陳留王殷揖,今上幼子,年十三。母申夫人,深得皇帝寵愛。
想著這個與自己同齡的宗室兄弟,殷蛟慢慢站起身,走到書架旁,目光掃過一個又一個竹簡,最後停留在一處空隙。
他記得,殷揖曾經派人邀請過自己參加什麼活動來著。
不過當時他被軟禁,而且時間也沒到,因此他也沒放在心上。
在這裡!
目光一凝,殷蛟伸手從空隙中取出一份帛書。
摸著這柔軟的帛書,殷蛟腹誹這個殷揖還真是敗家子。這麼好的帛書居然用來寫邀請函,該說他文雅呢還是不當家不知柴米油鹽貴呢。
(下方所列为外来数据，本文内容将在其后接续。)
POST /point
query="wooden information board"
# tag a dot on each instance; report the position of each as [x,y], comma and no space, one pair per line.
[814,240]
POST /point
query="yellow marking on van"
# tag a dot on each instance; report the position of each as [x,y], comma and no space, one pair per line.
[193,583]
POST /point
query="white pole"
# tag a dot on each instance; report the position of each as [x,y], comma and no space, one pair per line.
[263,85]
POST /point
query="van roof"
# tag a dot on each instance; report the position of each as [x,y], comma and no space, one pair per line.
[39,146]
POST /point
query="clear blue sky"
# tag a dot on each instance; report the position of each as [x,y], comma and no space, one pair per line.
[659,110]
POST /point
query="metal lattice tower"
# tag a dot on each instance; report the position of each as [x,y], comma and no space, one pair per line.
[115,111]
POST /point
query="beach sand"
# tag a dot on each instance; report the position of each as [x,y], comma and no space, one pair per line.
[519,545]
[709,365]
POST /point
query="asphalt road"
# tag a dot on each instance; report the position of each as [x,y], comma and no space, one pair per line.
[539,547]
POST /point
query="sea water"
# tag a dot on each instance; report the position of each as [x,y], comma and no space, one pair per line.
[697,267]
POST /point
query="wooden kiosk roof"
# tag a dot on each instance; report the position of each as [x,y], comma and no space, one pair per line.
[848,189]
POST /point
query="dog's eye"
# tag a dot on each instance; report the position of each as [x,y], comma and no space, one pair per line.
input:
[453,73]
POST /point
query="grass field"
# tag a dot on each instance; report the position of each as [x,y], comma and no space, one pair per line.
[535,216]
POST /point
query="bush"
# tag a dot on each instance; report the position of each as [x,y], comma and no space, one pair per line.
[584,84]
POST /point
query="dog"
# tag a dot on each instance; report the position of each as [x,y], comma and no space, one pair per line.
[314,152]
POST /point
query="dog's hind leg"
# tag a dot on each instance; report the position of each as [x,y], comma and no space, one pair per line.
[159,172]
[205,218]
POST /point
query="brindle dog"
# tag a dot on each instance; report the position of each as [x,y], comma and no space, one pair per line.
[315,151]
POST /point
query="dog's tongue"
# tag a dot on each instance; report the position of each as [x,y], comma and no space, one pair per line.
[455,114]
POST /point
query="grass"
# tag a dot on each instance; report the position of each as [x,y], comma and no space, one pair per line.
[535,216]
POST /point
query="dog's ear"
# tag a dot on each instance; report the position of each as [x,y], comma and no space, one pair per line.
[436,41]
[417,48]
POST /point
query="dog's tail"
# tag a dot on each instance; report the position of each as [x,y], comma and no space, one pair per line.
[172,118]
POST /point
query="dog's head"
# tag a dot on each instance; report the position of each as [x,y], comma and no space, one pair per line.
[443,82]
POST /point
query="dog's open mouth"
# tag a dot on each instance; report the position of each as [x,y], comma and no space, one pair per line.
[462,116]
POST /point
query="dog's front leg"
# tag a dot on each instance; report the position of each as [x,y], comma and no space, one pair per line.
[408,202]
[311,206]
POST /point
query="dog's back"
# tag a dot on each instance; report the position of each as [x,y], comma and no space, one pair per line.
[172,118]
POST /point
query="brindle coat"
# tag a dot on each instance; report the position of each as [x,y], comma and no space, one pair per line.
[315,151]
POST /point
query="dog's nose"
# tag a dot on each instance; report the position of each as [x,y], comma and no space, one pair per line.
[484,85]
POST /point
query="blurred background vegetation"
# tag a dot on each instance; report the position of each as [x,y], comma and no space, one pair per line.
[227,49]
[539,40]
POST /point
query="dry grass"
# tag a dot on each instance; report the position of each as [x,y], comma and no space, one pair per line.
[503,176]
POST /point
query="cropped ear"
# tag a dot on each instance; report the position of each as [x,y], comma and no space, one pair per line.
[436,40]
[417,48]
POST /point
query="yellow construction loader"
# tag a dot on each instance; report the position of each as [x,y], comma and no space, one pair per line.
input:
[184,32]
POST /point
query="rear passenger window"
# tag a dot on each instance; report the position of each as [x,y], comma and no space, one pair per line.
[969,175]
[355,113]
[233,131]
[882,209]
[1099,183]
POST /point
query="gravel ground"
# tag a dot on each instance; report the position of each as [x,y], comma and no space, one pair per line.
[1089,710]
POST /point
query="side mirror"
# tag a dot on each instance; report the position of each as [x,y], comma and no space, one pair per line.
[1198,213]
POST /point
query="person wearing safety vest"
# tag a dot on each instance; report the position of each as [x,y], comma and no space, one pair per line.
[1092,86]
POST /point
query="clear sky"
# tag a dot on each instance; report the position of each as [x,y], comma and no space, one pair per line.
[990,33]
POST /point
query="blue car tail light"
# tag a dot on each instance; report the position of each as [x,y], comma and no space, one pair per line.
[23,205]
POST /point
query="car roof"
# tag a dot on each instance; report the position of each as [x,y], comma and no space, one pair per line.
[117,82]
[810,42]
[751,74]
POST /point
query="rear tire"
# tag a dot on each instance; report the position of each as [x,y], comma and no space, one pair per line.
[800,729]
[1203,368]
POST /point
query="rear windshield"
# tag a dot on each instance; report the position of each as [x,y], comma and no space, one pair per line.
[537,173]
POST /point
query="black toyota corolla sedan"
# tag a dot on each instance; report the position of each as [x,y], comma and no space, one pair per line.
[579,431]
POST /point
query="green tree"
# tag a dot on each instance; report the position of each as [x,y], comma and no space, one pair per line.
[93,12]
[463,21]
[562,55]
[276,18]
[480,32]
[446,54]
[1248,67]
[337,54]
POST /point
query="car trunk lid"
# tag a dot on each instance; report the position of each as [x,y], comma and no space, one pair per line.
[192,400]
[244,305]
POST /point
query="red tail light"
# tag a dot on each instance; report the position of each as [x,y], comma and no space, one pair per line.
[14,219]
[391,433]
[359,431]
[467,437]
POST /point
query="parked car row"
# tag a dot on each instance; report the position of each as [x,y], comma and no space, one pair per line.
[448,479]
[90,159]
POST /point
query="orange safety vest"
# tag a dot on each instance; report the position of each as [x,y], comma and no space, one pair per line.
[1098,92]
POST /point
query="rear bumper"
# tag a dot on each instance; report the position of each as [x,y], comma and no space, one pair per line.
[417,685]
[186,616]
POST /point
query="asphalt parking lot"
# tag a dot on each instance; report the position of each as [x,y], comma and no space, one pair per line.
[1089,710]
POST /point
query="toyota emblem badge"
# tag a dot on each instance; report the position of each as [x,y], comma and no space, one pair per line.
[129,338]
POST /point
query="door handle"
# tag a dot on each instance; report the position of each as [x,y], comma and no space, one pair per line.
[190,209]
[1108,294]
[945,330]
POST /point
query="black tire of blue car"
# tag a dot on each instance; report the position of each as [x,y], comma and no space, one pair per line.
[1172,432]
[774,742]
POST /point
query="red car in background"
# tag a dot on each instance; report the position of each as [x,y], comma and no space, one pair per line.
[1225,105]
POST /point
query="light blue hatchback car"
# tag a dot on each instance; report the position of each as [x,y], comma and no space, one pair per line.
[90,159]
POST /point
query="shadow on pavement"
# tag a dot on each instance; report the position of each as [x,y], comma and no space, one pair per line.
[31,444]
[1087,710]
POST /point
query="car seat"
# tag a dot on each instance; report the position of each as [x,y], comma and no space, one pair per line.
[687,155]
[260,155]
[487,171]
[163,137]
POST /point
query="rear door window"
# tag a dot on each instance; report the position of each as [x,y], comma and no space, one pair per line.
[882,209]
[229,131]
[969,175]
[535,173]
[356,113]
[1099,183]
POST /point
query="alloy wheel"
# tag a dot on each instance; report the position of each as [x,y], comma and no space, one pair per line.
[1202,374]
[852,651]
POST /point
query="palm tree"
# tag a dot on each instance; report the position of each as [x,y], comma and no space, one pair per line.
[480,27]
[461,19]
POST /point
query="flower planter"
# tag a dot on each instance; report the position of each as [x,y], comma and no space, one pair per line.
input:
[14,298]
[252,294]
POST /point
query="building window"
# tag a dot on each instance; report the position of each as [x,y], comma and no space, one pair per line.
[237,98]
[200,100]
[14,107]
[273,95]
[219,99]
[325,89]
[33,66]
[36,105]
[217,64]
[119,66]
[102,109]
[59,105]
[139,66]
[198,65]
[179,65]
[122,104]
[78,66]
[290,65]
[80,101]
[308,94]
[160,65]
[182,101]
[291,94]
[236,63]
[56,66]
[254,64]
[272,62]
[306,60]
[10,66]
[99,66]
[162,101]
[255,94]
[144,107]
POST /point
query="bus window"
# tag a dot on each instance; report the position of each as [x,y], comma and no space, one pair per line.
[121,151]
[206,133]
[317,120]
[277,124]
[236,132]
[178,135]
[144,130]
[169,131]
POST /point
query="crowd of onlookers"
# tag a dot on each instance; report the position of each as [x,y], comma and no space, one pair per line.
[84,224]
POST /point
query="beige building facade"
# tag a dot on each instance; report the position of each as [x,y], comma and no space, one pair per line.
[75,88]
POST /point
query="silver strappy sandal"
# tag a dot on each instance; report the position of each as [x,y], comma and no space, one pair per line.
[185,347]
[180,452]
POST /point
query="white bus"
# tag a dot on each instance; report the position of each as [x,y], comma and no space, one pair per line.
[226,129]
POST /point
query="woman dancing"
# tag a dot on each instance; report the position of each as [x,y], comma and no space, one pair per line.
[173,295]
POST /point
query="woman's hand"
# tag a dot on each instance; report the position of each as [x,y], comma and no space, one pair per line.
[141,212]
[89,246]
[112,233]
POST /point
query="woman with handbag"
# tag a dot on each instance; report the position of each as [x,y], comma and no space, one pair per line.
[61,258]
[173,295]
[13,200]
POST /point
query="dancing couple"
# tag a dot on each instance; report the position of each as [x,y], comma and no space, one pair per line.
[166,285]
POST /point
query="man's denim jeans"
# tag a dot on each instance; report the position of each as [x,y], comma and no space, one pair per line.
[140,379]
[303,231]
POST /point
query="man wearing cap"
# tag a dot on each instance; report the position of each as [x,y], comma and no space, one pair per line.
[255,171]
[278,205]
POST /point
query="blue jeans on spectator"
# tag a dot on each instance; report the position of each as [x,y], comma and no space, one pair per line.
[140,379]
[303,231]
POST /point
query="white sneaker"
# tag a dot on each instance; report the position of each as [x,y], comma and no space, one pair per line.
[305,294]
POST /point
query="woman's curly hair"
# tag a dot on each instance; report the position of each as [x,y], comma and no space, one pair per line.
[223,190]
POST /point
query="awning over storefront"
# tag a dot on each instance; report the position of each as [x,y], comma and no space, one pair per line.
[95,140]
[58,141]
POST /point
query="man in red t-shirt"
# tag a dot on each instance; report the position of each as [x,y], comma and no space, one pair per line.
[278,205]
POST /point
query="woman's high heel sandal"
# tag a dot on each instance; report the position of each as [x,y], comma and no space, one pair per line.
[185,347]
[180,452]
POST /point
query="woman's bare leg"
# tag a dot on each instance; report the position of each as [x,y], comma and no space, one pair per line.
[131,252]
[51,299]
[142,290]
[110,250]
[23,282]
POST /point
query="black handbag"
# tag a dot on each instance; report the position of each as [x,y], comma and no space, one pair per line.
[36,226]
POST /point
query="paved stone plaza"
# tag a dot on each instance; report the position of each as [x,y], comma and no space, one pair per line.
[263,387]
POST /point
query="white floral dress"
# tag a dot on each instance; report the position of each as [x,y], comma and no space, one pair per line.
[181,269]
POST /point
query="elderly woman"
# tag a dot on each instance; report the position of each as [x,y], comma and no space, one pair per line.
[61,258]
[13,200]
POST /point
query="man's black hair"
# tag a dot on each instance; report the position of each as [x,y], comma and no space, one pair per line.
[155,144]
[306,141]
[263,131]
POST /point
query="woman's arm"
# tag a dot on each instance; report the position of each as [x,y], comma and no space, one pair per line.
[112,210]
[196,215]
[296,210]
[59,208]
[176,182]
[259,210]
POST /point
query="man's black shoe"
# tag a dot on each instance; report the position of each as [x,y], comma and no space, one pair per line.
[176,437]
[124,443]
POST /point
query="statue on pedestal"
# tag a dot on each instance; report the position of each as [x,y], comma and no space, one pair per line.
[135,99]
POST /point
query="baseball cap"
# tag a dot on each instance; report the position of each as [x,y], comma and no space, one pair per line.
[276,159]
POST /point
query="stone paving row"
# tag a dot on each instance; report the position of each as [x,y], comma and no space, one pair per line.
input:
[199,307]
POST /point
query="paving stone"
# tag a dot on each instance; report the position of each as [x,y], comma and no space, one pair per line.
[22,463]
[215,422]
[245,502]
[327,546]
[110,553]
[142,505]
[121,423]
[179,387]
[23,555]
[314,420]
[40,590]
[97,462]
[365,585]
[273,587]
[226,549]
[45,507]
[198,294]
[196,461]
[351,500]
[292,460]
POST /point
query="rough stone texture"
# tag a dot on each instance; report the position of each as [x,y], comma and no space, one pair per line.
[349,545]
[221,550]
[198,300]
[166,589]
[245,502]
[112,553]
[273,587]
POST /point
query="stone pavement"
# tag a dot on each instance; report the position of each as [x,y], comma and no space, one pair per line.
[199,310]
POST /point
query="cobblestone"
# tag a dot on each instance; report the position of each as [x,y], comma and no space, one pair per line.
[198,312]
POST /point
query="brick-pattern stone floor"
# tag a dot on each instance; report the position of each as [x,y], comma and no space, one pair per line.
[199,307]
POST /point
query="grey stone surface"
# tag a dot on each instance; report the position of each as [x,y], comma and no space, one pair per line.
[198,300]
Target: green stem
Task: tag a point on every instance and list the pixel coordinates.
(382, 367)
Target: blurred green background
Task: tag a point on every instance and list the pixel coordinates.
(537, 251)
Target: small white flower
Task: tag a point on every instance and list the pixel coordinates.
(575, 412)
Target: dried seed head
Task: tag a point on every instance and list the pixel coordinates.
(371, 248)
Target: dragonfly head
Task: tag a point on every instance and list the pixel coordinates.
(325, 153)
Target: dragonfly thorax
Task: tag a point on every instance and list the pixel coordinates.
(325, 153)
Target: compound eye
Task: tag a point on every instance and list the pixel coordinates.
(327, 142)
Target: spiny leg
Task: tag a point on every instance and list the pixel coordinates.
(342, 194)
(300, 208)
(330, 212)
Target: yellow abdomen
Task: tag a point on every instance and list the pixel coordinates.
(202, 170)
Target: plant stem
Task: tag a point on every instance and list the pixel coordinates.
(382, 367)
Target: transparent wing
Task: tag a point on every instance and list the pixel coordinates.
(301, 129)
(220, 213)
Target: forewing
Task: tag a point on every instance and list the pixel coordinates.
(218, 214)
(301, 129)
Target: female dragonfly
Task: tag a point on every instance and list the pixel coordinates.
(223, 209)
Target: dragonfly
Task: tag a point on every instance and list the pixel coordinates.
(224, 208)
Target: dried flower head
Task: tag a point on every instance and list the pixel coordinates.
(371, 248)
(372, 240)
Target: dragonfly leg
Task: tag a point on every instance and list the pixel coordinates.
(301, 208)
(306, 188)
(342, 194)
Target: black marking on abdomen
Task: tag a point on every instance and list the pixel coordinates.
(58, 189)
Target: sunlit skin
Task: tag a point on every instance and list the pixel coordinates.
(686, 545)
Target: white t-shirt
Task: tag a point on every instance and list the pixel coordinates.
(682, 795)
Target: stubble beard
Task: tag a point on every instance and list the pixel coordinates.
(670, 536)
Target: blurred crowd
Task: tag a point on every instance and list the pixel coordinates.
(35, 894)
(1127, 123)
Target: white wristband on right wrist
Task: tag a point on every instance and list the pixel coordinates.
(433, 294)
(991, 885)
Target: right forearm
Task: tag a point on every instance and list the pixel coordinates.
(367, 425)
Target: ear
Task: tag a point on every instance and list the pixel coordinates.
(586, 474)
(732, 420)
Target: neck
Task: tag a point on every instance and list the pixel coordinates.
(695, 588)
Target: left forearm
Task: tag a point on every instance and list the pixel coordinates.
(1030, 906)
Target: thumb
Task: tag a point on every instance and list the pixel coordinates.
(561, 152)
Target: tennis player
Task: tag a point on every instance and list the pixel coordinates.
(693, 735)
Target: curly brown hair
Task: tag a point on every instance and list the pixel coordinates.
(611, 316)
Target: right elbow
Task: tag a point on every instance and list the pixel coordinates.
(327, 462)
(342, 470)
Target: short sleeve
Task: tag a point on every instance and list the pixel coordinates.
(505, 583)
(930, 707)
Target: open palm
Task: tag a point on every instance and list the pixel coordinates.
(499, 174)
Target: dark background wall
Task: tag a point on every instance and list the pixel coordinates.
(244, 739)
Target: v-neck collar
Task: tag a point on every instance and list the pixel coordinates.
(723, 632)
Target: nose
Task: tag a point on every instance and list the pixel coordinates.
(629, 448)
打開帛書,殷蛟琢磨好一會兒,又對照一番自己在太子宮認字時的筆記,勉強認出來內容。
呼。
長長吐出口氣,殷蛟臉上露出一絲笑容。
還來得及。
從秦末後戰國時代走出來的殷朝,在某些風俗上依舊延續先秦戰國時代。
比如說開壇講學。
當然,諸子百家,不是每一家都願意公開自己的知識學問,隻有一家,願意開放門庭,設教壇於民間。
嗯,它就是儒家。
不巧,陳留王殷揖,深為推崇儒家。
此番,魯地大儒袁季舒客居長安,受陳留王所請,將在長安開一場儒家講壇。
時間在七月末。
合上帛書,殷蛟沉吟少許,再度喚來田奉。
“眼下我有一計,或可避免離開長安,但需要你的配合。”
“請太子吩咐。”
說到這裡,殷蛟上前蹲下身子,貼著田奉耳畔。
“你老實告訴我,長安之中,有沒有我們的人手?”
聞言,田奉微怔,思慮片刻,低聲回道:“大王確有為太子留下一支人手。”
說完,他又急忙補充,“不過大王說過,不到萬一,不可使用。”
殷蛟心中微微鬆口氣,果然不出預料,臨淄王的確很關心自己。雖然不知道這支人手實力如何,但總算還是有的。
雖然這一點有點令殷蛟意外,但也不是不能接受。畢竟,臨淄王明麵上還讓長安的一個列侯關照自己,很顯然不會隻留下一手。
“能絕對信任麼?”
“能!”田奉認真回答。
怎麼可能不能信任,這可是長安,一個諸侯王在長安安插人手,若是不能信任,早就被連根拔起了。
“很好。”殷蛟眼中閃過一絲狠辣。
你們都給老子等著,這就給你們送上一份大禮!
高陵邑。
此地為高皇帝陵墓所在。
高皇帝製度,每十年徙天下各地大族聚於皇陵。
昔年,高皇帝平定天下,深感各地舊公卿世族樹大根深,難以轄製,於是為防秦末亂局再現,遂強遷各地大族富戶於關中。
一者,鏟除地方那些心懷不軌,妄圖複國的舊族。
二者,斷絕這些舊族蠱惑自己分封的諸侯王起兵造反。…。。
三者,強乾弱枝,聚天下之富於關中,增強殷室大本營力量。
管氏,便是幾年前遷來高陵邑的一家大戶。
在這座占地廣闊的庭院一個角落,管氏族長正在密室中等待著什麼。
時間不久,一名長髯健碩男子步入室中。
“見過長兄。”
“四弟無需多禮,坐吧。”
“是。”
待管驁跪坐後,族長管子介開口道:“昨日少主那邊,派人送來一封密信。”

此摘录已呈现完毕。